Running on a ticket are two uncontested candidates — accounting senior Melissa Quintanilla for president and Javier Carvajal, Master of Business Administration student, for vice president.
Reaching nontraditional students
Jolene Des Roches, director of student life and wellness, said SGA voting was announced on multiple Facebook pages and in an email blast that was expected to be sent out to students Wednesday. By Thursday, students confirmed they did not receive an email with the link to vote for SGA candidates. See related video
An email was sent to students after 5:30 p.m. Thursday stating that voting was open until Thursday night.
Although the email was not released to the student body until Thursday evening, Carvajal said he did not think faculty or staff needed to be involved in the elections or voting process. He said the publicity efforts should be run and organized by the candidates.
“No, I don’t think [staff] need to be a part of it; their main job is to educate,” Carvajal said.
In previous articles on The Mesquite, SGA election information was announced and candidate information was provided to give the student body an opportunity to understand the SGA election process.
SGA, still in a developmental stage on this startup campus, represents a diverse commuter student population.
Holly Verhasselt, assistant vice president of academic affairs, said in an email that the average age for students is 31.9 years.
While there are strong initiatives by student groups to build a student life on campus, the number of active student leaders are outweighed by a larger population that works either partime or fulltime, and commutes to and from campus.
That’s one reason, students say, they didn’t know about SGA elections.
Education senior Kamie Anderson said she did not hear about the voting and that with her busy lifestyle — school, work and children at home — she doesn’t have time to get involved on campus.
“I don’t do a lot of extracurricular [activities],” Anderson said.
She said she would like SGA to “actually find out how people feel about policies.”
Her concern was with the absence policy set by some professors, which she said is unfair.

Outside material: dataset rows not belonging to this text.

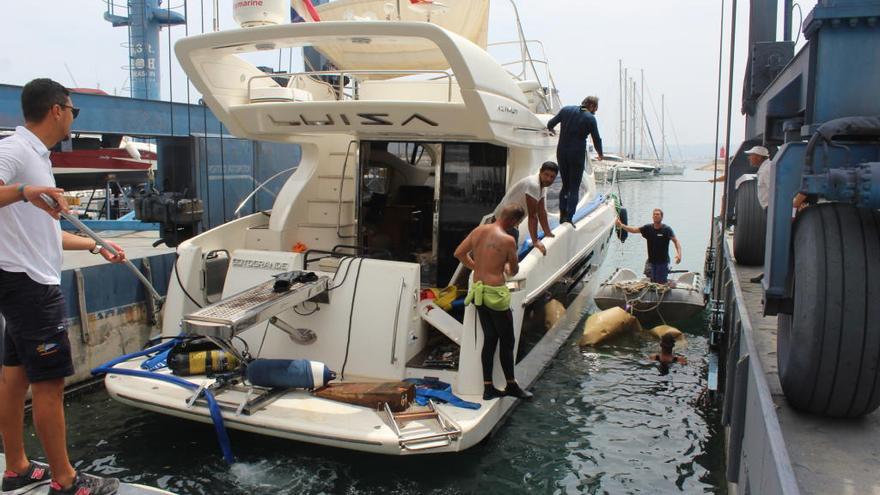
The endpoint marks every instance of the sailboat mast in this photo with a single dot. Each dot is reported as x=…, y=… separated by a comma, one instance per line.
x=642, y=111
x=621, y=121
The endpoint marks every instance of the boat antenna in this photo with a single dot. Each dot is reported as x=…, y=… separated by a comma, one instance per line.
x=717, y=127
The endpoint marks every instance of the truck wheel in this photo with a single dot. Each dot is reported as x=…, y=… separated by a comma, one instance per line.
x=751, y=226
x=828, y=349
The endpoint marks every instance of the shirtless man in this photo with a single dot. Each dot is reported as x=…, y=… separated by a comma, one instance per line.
x=491, y=253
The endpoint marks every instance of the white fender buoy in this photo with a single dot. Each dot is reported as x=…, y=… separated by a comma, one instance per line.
x=553, y=311
x=607, y=324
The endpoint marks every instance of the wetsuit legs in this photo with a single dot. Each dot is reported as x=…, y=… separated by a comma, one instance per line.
x=497, y=326
x=571, y=170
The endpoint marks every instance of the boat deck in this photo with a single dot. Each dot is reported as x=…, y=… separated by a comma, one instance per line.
x=827, y=455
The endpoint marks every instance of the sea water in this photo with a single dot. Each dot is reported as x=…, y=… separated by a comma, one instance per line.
x=603, y=420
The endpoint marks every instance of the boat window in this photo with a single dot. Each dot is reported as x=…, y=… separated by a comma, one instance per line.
x=472, y=184
x=396, y=202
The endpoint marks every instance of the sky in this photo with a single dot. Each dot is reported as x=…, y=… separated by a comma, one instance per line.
x=675, y=43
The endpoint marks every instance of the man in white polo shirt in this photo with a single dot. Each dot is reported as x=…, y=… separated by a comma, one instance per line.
x=530, y=193
x=36, y=348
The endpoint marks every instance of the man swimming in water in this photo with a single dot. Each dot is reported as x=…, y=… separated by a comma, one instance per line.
x=491, y=252
x=666, y=356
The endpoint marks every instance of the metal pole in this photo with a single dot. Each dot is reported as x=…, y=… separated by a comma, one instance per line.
x=625, y=109
x=786, y=16
x=643, y=120
x=663, y=127
x=717, y=125
x=729, y=110
x=632, y=149
x=216, y=15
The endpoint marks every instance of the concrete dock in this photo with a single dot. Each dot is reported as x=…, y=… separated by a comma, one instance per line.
x=826, y=456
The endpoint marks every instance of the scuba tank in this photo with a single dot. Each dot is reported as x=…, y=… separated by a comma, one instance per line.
x=288, y=373
x=202, y=362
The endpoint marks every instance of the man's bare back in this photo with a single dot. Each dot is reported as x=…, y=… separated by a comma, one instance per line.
x=492, y=248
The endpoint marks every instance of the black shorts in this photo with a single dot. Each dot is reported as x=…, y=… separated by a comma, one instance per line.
x=36, y=335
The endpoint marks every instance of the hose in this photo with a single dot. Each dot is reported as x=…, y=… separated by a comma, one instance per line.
x=213, y=407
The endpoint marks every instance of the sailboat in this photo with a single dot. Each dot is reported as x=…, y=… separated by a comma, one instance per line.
x=408, y=143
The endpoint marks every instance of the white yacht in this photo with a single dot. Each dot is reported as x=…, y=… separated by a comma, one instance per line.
x=408, y=143
x=613, y=166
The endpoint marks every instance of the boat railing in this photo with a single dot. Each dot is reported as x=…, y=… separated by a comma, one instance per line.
x=257, y=189
x=341, y=80
x=341, y=187
x=527, y=63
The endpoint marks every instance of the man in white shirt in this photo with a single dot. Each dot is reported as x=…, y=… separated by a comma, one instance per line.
x=759, y=157
x=36, y=347
x=530, y=194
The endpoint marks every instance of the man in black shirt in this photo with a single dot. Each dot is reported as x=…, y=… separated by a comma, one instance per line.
x=657, y=235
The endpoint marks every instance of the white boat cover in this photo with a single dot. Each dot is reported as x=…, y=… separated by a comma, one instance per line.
x=467, y=18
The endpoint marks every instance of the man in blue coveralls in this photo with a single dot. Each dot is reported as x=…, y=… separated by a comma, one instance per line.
x=578, y=122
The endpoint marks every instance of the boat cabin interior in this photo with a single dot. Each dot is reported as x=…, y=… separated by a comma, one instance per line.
x=419, y=200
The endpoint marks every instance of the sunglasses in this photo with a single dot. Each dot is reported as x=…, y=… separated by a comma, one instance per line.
x=73, y=110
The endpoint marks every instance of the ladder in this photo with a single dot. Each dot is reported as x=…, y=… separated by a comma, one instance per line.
x=441, y=433
x=225, y=319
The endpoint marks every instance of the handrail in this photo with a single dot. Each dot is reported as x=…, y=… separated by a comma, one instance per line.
x=343, y=74
x=397, y=321
x=341, y=187
x=256, y=189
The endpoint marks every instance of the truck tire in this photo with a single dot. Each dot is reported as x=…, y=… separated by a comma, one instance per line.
x=828, y=349
x=751, y=226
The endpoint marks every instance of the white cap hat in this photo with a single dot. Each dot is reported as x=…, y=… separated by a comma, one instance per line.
x=760, y=151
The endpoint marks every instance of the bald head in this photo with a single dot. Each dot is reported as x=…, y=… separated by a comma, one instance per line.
x=511, y=214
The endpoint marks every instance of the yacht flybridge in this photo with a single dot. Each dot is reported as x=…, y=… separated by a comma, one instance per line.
x=409, y=140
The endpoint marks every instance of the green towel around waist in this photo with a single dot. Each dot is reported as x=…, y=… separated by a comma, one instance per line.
x=495, y=297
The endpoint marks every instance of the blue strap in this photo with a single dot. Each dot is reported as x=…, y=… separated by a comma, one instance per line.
x=578, y=215
x=213, y=407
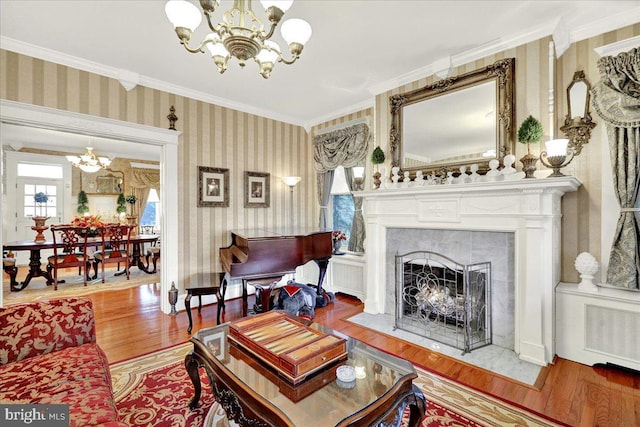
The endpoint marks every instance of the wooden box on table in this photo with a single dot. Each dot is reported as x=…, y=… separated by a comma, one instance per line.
x=291, y=348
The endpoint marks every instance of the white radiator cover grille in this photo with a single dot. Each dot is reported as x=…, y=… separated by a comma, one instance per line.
x=348, y=278
x=613, y=331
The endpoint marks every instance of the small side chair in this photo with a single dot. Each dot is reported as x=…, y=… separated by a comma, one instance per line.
x=116, y=246
x=69, y=250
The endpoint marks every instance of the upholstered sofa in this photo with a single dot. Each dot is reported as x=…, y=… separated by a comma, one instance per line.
x=48, y=354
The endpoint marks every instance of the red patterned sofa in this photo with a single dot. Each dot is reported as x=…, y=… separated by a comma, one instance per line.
x=48, y=354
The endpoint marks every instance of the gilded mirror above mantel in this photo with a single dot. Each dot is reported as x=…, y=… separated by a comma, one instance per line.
x=104, y=182
x=456, y=121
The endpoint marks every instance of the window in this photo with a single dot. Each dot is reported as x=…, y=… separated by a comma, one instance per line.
x=342, y=206
x=31, y=208
x=151, y=214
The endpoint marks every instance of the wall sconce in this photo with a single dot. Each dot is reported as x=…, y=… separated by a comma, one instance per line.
x=291, y=181
x=578, y=124
x=358, y=178
x=556, y=155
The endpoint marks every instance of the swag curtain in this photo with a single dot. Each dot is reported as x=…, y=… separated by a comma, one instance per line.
x=346, y=147
x=141, y=182
x=616, y=99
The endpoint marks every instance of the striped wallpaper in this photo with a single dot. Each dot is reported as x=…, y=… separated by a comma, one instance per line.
x=212, y=136
x=221, y=137
x=581, y=226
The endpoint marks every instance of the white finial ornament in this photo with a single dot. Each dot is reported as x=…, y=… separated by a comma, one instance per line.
x=587, y=266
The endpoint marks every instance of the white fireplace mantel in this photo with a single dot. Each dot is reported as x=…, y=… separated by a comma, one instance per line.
x=530, y=208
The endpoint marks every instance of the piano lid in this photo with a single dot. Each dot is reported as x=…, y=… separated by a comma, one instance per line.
x=263, y=233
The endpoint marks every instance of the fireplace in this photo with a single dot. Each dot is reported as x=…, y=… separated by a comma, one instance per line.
x=528, y=212
x=441, y=299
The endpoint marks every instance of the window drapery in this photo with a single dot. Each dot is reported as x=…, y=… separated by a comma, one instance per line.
x=616, y=99
x=346, y=147
x=141, y=181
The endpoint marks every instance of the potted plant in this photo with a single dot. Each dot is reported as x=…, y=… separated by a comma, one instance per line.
x=530, y=131
x=40, y=199
x=132, y=199
x=338, y=237
x=377, y=157
x=82, y=203
x=39, y=220
x=122, y=208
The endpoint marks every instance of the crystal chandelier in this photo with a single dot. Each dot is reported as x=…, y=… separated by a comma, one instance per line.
x=240, y=34
x=88, y=162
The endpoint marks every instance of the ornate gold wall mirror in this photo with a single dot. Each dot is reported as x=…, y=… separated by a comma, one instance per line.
x=455, y=121
x=577, y=123
x=105, y=181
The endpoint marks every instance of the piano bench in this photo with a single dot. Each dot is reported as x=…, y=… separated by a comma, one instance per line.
x=264, y=292
x=206, y=284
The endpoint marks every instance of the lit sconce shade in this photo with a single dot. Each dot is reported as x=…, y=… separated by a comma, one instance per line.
x=291, y=181
x=358, y=172
x=557, y=147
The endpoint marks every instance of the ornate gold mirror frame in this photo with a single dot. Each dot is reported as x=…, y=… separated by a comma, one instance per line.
x=578, y=123
x=502, y=72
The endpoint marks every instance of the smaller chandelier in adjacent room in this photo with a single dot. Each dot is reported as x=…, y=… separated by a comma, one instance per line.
x=240, y=34
x=88, y=162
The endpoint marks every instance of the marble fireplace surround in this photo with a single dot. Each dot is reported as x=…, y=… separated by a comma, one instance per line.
x=528, y=208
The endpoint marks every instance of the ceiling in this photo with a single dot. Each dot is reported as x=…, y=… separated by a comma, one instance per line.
x=358, y=48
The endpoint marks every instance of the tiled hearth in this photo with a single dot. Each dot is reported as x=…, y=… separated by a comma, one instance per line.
x=527, y=211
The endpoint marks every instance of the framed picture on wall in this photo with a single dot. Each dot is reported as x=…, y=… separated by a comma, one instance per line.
x=256, y=189
x=213, y=187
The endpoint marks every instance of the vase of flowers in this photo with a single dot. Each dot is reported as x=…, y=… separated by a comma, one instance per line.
x=91, y=221
x=131, y=218
x=39, y=220
x=338, y=237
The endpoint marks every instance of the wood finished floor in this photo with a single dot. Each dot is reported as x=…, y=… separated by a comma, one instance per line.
x=129, y=323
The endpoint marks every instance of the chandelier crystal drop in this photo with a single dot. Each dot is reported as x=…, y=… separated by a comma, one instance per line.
x=88, y=162
x=240, y=34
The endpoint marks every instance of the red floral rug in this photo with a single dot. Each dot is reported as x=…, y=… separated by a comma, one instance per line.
x=155, y=390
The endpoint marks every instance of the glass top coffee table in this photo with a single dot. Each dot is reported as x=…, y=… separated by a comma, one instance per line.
x=253, y=393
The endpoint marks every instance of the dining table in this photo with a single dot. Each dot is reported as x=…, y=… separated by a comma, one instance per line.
x=35, y=262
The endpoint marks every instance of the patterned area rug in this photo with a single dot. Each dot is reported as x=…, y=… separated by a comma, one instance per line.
x=155, y=390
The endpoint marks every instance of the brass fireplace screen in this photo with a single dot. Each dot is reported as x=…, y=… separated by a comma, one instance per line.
x=441, y=299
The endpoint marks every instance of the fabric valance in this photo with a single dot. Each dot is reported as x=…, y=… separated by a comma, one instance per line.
x=343, y=147
x=616, y=97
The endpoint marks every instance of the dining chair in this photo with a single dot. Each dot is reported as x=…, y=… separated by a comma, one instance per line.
x=154, y=253
x=69, y=250
x=115, y=246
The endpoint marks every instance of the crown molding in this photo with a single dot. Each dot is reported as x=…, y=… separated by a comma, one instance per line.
x=128, y=78
x=576, y=34
x=606, y=24
x=614, y=49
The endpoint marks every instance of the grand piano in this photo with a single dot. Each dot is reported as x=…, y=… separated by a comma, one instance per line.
x=259, y=254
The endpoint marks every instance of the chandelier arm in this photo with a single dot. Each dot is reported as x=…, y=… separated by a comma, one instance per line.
x=271, y=30
x=192, y=50
x=288, y=62
x=211, y=26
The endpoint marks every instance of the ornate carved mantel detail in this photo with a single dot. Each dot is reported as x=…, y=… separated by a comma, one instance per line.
x=531, y=209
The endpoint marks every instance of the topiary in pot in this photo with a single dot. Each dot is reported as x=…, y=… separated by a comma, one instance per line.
x=122, y=207
x=82, y=203
x=530, y=131
x=377, y=157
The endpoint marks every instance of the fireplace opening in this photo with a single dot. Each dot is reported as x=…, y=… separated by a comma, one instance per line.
x=444, y=300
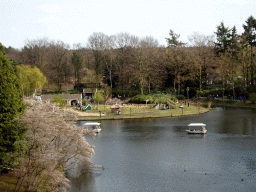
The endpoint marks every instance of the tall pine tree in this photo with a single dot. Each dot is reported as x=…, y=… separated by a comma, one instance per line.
x=11, y=105
x=250, y=34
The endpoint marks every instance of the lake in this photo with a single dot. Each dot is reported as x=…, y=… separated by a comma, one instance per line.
x=158, y=155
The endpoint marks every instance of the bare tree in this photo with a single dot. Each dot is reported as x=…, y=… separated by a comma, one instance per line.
x=57, y=61
x=203, y=52
x=53, y=147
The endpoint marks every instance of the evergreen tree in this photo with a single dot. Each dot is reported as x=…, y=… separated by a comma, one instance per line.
x=173, y=41
x=250, y=34
x=11, y=104
x=223, y=39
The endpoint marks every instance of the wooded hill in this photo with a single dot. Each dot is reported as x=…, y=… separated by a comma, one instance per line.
x=128, y=64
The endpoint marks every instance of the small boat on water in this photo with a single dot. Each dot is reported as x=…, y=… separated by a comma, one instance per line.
x=200, y=128
x=94, y=126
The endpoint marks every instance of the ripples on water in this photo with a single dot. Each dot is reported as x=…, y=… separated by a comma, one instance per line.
x=157, y=154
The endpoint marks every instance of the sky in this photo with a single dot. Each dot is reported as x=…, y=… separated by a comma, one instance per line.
x=73, y=21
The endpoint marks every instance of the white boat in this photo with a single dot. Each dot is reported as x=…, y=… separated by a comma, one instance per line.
x=94, y=126
x=200, y=128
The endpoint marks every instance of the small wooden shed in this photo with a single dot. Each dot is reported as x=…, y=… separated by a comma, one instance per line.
x=115, y=108
x=88, y=107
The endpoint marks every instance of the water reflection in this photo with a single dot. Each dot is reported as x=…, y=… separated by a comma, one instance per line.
x=158, y=155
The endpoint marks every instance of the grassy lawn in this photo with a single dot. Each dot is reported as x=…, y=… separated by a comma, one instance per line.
x=143, y=111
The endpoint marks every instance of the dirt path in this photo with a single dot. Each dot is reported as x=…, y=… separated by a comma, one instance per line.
x=83, y=113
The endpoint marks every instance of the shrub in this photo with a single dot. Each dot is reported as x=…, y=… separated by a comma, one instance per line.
x=252, y=97
x=84, y=102
x=155, y=98
x=58, y=99
x=181, y=97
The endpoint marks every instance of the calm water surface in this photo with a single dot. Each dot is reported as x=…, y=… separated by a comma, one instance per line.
x=158, y=155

Education senior Gabriella Muniz said she might have voted if she would’ve known about elections. Muniz would like SGA to advocate for seat covers in the restrooms.
While voting is available to all students, some said they are just not interested.
Psychology junior Susan De Hoyos said she knew about the voting but does not usually vote because she doesn’t follow politics in general.
“I don’t want to deal with it,” De Hoyos said.
Although De Hoyos said that she will not participate in the voting, she expects SGA to help the student body. She would like to see “more tutoring opportunities and help with financial aid.”
SGA candidates, several of whom juggle multiple responsibilities including work and family, said they are determined to represent the interests of the University’s traditional and nontraditional student population.
On Thursday, the last day of voting, SGA representatives were set up at Main Campus with laptops and candidate profiles, encouraging students to vote.